In Review: Panasonic AU-EVA1 Compact 5.7K Super 35mm Cinema Camera

Published on in Equipment / Tech Reviews

I might not send this one back. Ok, I know I say that a lot (like all the time) but in this might be the case this time, not kidding. After shooting with the Panasonic AU-EVA1 over the last several weeks I have come to the not so modest conclusion that this is one heck of a camera. I say that in the midst of a stream of new or updated cameras from a bunch of manufacturers that started in mid-2017 and haven’t stopped yet. So what makes the Panasonic EVA1 stand out? Thought you would never ask.

Checking it All Out/It’s in the Genes

There is no doubt in my mind that when Panasonic started thinking about this camera that they had a really solid foundation to start with. Beginning with the original Varicam, then the Varicam LT, The EVA1 had a running start. When I got the AU-Panasonic EVA1, the first thing that got my attention was how everything was very easy to find on the camera. Just like it’s older siblings. Having reviewed the LT a few years back I can say that with confidence.

So, if you are an experienced shooter, I’m pretty sure you could be up and running in a few minutes if you needed to be and feel pretty confident about it. To me, that is always a big plus. What is there not to love about smart details like the location of the XLR inputs, (smart) the very easy to deal with and find SD Card slots, (very smart)?

Another big plus is the location(s) of the tactile controls. These simple, yet well-located controls on the exterior of the Panasonic EVA1 really sold me. Honestly, the less I have to futz with menu items, the better. Maybe some of you are more comfortable with menu driven cameras, I get it. But the Panasonic EVA1 is just the right size, so they (Panasonic) could place a lot of these common functions on the camera body - the Varian LT. Additionally, I also really liked how the battery mount was recessed into the body of the camera, totally out of the way. I might not be so streamlined, but I do like cameras that are. The Panasonic EVA1 is very clean and neat. A simple release made it easy to switch out the batteries. The supplied Zacuto viewfinder (list $565) was one of the clearest and cleanest viewing eyepiece/monitors I have used in recent memory.

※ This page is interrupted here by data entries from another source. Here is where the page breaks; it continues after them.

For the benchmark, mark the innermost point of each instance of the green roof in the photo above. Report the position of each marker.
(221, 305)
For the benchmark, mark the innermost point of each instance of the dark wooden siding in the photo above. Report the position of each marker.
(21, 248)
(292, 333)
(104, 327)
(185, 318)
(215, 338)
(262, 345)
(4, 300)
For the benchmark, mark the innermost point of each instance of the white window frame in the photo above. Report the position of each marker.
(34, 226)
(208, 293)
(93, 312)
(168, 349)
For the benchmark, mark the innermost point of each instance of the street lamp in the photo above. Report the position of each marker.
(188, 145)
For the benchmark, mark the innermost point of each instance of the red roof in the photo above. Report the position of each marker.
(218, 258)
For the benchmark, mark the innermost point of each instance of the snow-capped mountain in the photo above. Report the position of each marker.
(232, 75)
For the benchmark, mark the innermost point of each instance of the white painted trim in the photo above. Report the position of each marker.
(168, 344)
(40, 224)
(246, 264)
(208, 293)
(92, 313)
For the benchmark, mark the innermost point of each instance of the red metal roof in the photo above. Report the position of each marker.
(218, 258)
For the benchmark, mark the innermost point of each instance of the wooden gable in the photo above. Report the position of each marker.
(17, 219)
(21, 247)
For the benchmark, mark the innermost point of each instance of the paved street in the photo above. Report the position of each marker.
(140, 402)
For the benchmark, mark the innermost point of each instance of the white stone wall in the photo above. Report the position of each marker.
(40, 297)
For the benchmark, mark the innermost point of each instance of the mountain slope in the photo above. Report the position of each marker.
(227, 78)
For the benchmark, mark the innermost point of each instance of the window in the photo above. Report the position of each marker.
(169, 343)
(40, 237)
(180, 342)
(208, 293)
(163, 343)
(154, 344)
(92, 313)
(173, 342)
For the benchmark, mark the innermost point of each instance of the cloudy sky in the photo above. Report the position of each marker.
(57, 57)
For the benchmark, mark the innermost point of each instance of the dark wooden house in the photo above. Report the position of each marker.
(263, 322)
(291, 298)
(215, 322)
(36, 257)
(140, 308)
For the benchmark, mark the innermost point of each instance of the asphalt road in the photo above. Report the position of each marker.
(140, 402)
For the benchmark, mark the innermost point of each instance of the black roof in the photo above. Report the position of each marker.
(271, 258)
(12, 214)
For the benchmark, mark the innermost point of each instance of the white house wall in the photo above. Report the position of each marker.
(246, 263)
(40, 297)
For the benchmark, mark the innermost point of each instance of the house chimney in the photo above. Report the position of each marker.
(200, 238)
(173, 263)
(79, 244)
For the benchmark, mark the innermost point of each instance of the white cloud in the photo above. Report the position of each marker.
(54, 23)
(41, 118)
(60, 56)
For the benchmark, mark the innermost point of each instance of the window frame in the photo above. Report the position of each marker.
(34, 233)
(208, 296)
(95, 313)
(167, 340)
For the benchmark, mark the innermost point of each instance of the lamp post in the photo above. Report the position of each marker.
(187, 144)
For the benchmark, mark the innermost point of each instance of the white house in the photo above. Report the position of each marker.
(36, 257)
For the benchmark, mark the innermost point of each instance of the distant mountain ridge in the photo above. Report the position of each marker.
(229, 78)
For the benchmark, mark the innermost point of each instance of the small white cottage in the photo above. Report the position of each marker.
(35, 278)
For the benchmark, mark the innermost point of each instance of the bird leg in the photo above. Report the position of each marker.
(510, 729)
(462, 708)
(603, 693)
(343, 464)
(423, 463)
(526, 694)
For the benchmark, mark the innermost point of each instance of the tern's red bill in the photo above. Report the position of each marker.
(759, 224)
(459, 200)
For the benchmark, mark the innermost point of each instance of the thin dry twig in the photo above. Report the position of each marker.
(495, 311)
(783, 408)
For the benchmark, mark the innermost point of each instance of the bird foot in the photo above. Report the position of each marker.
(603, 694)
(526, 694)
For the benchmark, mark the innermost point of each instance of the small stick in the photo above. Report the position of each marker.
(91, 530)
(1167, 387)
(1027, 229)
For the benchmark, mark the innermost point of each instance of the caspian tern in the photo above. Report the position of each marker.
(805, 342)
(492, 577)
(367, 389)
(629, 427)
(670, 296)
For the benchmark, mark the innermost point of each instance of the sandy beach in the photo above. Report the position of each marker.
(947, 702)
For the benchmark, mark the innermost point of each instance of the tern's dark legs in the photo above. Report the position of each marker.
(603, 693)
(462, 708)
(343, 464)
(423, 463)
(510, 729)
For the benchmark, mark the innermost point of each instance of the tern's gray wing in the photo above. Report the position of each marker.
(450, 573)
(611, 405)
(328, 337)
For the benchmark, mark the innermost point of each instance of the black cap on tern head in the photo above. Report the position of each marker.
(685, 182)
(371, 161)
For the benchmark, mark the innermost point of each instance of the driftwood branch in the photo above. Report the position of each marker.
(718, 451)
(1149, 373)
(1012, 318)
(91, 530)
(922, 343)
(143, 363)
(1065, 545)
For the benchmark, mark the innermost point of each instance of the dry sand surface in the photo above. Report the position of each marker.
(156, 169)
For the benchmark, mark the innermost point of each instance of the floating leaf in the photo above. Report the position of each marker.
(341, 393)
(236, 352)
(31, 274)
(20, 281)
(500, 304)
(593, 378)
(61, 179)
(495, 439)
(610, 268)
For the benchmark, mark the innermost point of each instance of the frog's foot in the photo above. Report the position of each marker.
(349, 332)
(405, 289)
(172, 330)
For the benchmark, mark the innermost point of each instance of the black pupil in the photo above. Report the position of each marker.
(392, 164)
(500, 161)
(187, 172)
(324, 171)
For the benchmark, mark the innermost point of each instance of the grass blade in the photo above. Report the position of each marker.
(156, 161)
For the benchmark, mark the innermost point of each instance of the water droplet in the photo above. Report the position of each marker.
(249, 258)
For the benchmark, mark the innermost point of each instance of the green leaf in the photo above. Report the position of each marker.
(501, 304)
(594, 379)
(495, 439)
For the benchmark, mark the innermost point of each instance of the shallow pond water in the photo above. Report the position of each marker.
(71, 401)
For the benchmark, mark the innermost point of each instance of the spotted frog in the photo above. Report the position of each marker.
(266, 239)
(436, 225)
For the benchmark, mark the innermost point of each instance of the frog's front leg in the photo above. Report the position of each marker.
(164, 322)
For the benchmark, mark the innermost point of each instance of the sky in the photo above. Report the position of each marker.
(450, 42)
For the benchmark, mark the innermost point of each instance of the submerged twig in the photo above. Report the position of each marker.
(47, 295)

Yes, I fell in love with this particular viewfinder. A quick example - the audio metering was spot on. I liked it. I know because I was pretty close to a lot of birds on one of the shoots. It was pretty loud. When I went to play back the recording, what I recorded using the supplied shotgun microphone and my pre-calibrated levels were nearly identical. There were other settings but it's good to know things such as which SD card I was on and how much recording time I had left. So the bottom line is that I had a bunch of information available, but it was not intrusive at all. Yes, I know I keep going back to that word easy. Because good features help make for good shooting. But let's hit pause (pun intended) and get to the good stuff. Ah yes, one more thing. The supplied Sigma lenses? A great match for this camera.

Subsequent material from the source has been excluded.